"It's only a star."
"No. Look through the window. Moving—"
Men, humans, wearing pressure suits, had come into the hull. Two of them were dragging oxygen bottles. They came up to the box and flashed their lights in through the windows. They knocked and made reassuring signs. After a minute or two fresh oxygen hissed in under pressure through the air duct. Susan laughed a little and then fainted. Durham still held her in his arms. Everything got pleasantly dark and far away, lost in the single simple joy of breathing.
There were sounds and motions but he did not pay much attention to them, and he was mildly surprised when he happened to float past a window and noticed that now there was only space outside, very large and full of hot and splendid lights. When he passed the other window he saw part of a ship, and he understood that the box was being hoisted across the interval between it and the wreck. It seemed a remarkably kind dispensation of fortune to have provided a ship at exactly the right time and place, and not just any ship but one equipped with the specialized tackle required for moving heavy loads in space.
A mighty cargo hatch swallowed the box.

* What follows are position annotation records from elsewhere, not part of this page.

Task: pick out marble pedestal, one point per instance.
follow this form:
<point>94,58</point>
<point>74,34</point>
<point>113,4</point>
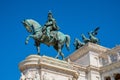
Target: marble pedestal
<point>36,67</point>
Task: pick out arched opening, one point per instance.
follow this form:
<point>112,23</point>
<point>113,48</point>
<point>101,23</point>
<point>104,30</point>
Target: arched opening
<point>107,78</point>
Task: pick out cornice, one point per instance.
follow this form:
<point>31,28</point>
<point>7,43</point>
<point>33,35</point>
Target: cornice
<point>111,66</point>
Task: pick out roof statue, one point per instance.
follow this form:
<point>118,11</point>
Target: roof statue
<point>48,34</point>
<point>92,38</point>
<point>77,43</point>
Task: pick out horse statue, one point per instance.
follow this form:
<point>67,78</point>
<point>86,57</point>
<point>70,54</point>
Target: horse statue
<point>77,43</point>
<point>58,39</point>
<point>92,35</point>
<point>85,39</point>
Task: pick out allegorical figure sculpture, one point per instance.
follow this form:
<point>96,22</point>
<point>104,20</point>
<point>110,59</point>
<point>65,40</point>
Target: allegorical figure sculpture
<point>50,25</point>
<point>77,43</point>
<point>92,38</point>
<point>50,37</point>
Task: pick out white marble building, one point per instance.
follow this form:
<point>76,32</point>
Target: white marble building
<point>90,62</point>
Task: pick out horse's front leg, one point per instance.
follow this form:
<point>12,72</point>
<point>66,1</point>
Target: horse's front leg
<point>27,39</point>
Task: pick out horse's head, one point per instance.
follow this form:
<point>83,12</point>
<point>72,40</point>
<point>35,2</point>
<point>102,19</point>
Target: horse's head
<point>31,25</point>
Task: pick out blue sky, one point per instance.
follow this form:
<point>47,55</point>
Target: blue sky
<point>74,17</point>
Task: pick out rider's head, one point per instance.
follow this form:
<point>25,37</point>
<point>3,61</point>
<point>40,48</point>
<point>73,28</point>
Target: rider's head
<point>50,15</point>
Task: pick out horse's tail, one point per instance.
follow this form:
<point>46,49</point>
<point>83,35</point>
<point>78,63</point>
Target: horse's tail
<point>67,42</point>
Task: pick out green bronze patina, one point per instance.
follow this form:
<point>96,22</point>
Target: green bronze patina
<point>92,38</point>
<point>77,43</point>
<point>47,35</point>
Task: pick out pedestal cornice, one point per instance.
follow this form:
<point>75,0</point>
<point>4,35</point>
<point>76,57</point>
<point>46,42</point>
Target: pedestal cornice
<point>49,63</point>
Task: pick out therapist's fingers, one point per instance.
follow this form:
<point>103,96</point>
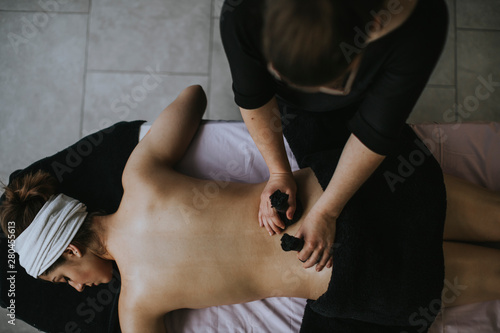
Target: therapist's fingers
<point>330,263</point>
<point>324,260</point>
<point>292,206</point>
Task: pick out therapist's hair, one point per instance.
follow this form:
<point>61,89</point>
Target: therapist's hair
<point>23,199</point>
<point>302,39</point>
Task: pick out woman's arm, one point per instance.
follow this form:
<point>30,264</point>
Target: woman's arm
<point>174,129</point>
<point>264,125</point>
<point>356,165</point>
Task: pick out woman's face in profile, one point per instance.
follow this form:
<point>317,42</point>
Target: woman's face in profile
<point>82,271</point>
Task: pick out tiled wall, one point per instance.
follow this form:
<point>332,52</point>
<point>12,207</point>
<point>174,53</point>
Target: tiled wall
<point>69,69</point>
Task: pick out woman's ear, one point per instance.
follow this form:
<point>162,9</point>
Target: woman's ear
<point>73,251</point>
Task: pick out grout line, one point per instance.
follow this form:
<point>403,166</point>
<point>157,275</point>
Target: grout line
<point>40,11</point>
<point>456,60</point>
<point>478,29</point>
<point>119,71</point>
<point>85,71</point>
<point>210,50</point>
<point>445,86</point>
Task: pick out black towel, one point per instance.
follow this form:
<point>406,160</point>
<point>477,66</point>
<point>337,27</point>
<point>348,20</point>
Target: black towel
<point>388,263</point>
<point>89,171</point>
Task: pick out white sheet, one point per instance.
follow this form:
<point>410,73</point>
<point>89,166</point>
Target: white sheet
<point>225,150</point>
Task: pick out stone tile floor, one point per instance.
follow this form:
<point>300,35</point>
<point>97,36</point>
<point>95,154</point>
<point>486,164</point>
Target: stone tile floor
<point>66,68</point>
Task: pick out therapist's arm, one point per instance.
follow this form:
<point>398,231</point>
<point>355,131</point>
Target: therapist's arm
<point>264,125</point>
<point>357,163</point>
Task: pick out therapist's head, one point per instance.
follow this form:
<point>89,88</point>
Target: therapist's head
<point>311,43</point>
<point>52,233</point>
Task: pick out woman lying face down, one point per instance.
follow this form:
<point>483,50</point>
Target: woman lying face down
<point>181,242</point>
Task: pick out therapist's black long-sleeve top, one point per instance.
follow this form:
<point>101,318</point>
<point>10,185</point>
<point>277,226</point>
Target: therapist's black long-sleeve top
<point>393,73</point>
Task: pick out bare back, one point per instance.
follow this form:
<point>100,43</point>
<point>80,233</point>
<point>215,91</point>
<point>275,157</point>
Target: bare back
<point>196,243</point>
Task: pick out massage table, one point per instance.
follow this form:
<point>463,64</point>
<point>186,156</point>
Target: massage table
<point>468,151</point>
<point>90,170</point>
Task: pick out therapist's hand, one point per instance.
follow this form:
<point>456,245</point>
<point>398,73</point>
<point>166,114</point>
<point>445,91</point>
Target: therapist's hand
<point>268,217</point>
<point>318,232</point>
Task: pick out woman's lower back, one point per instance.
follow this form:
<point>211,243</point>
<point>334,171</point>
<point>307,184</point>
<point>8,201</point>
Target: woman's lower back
<point>202,241</point>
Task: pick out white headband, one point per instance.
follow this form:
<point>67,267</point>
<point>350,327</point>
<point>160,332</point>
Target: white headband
<point>50,233</point>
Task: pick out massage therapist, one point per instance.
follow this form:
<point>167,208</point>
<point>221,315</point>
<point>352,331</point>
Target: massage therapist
<point>341,75</point>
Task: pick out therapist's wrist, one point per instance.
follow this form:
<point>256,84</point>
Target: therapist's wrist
<point>328,210</point>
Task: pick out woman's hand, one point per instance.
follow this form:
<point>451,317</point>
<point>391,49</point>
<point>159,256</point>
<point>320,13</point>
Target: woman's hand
<point>268,216</point>
<point>318,232</point>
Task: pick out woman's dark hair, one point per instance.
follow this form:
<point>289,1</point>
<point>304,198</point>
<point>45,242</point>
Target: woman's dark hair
<point>24,198</point>
<point>302,39</point>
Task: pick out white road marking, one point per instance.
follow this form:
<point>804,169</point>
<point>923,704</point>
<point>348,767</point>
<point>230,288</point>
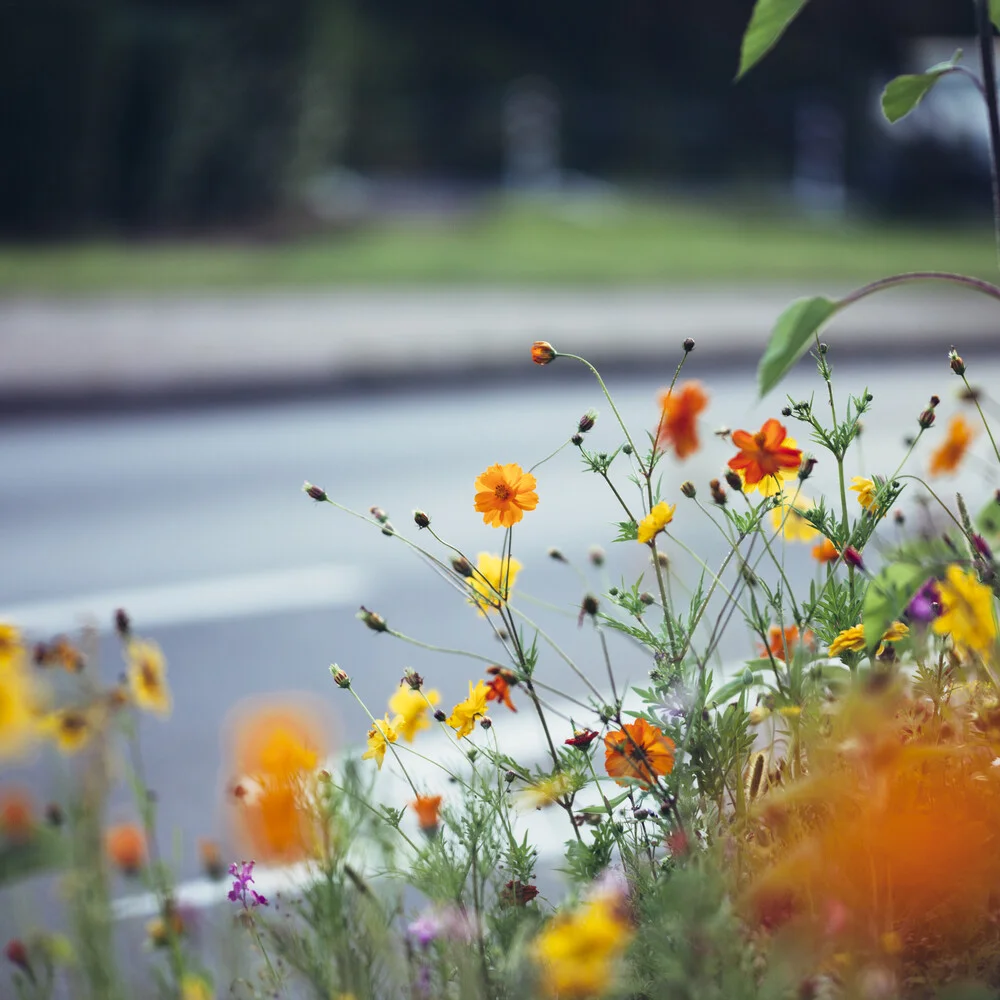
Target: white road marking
<point>239,596</point>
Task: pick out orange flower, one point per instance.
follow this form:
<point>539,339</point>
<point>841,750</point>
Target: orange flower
<point>499,691</point>
<point>826,551</point>
<point>504,493</point>
<point>126,847</point>
<point>677,426</point>
<point>779,641</point>
<point>946,457</point>
<point>638,750</point>
<point>426,807</point>
<point>764,453</point>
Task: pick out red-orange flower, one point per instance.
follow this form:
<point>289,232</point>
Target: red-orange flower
<point>126,847</point>
<point>947,456</point>
<point>426,807</point>
<point>499,691</point>
<point>780,641</point>
<point>677,427</point>
<point>825,551</point>
<point>638,750</point>
<point>504,493</point>
<point>764,453</point>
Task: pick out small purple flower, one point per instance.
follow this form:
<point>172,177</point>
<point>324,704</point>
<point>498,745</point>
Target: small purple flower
<point>241,891</point>
<point>926,603</point>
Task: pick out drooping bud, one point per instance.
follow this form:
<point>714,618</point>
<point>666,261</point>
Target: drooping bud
<point>372,619</point>
<point>317,493</point>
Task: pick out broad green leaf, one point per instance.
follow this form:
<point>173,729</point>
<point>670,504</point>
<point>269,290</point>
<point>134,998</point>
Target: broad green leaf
<point>790,338</point>
<point>904,93</point>
<point>767,24</point>
<point>887,596</point>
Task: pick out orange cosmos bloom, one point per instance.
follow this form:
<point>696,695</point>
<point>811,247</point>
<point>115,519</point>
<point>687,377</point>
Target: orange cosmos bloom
<point>426,807</point>
<point>780,641</point>
<point>764,454</point>
<point>638,750</point>
<point>504,493</point>
<point>677,427</point>
<point>826,551</point>
<point>946,458</point>
<point>126,847</point>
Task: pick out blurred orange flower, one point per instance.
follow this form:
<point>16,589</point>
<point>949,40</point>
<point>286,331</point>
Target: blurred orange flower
<point>679,410</point>
<point>638,750</point>
<point>504,493</point>
<point>948,455</point>
<point>764,454</point>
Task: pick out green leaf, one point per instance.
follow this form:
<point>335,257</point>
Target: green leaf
<point>904,93</point>
<point>887,596</point>
<point>767,24</point>
<point>790,338</point>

Susan came to, and they waited, weakly hysterical, Durham not even noticing that a spiky shadow had slipped in with the box. Suddenly again there was man-made light, and then the sound of heavy air pumps reached them. The pumps stopped, and, quite simply, men came in and opened the door of the box.
There was a considerable noise and confusion, everybody talking at once. Durham lost track of Susan. He was only partly conscious of what he was doing, but he felt that everybody was in a hurry to get something done. Then there was a cabin with a port in it, and beyond the port there was space, and in that space a great light flared blindingly and was gone.
VI
Morrison said, "Murder is a harsh word, Durham. After all, they weren't human."
"There's no such difference under Federation law."